Eculizumab in Pediatric Dense Deposit Disease

Michiel J S Oosterveld  1 Mark R Garrelfs  2 Bernd Hoppe  3 Sandrine Florquin  4 Joris J T H Roelofs  4 L P van den Heuvel  5 Kerstin Amann  6 Jean-Claude Davin  2 Antonia H M Bouts  2 Pietrik J Schriemer  2 Jaap W Groothoff  2
Affiliations

Eculizumab in Pediatric Dense Deposit Disease

Michiel J S Oosterveld et al. Clin J Am Soc Nephrol. .

Abstract

Background and objectives: Dense deposit disease (DDD), a subtype of C3 glomerulopathy, is a rare disease affecting mostly children. Treatment options are limited. Debate exists whether eculizumab, a monoclonal antibody against complement factor C5, is effective in DDD. Reported data are scarce, especially in children.

Design, setting, participants, & measurements: The authors analyzed clinical and histologic data of five pediatric patients with a native kidney biopsy diagnosis of DDD. Patients received eculizumab as therapy of last resort for severe nephritic or nephrotic syndrome with alternative pathway complement activation; this therapy was given only when the patients had not or only marginally responded to immunosuppressive therapy. Outcome measures were kidney function, proteinuria, and urine analysis.

Results: In all, seven disease episodes were treated with eculizumab (six episodes of severe nephritic syndrome [two of which required dialysis] and one nephrotic syndrome episode). Median age at treatment start was 8.4 (range, 5.9-13) years. For three treatment episodes, eculizumab was the sole immunosuppressive treatment. In all patients, both proteinuria and renal function improved significantly within 12 weeks of treatment (median urinary protein-to-creatinine ratio of 8.5 [range, 2.2-17] versus 1.1 [range, 0.2-2.0] g/g, P<0.005, and eGFR of 58 [range, 17-114] versus 77 [range, 50-129] ml/min per 1.73 m(2), P<0.01). A striking finding was the disappearance of leukocyturia within 1 week after the first eculizumab dose in all five episodes with leukocyturia at treatment initiation.

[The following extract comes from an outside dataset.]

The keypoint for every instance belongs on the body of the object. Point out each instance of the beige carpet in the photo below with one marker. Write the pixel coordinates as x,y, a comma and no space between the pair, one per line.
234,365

Conclusions: In this case series of pediatric patients with DDD, eculizumab treatment was associated with reduction in proteinuria and increase in eGFR. Leukocyturia resolved within 1 week of initiation of eculizumab treatment. These results underscore the need for a randomized trial of eculizumab in DDD.

Keywords: C3 glomerulopathy; C3 nephritic factor; complement; dense deposit disease; glomerulonephritis; membranoproliferative.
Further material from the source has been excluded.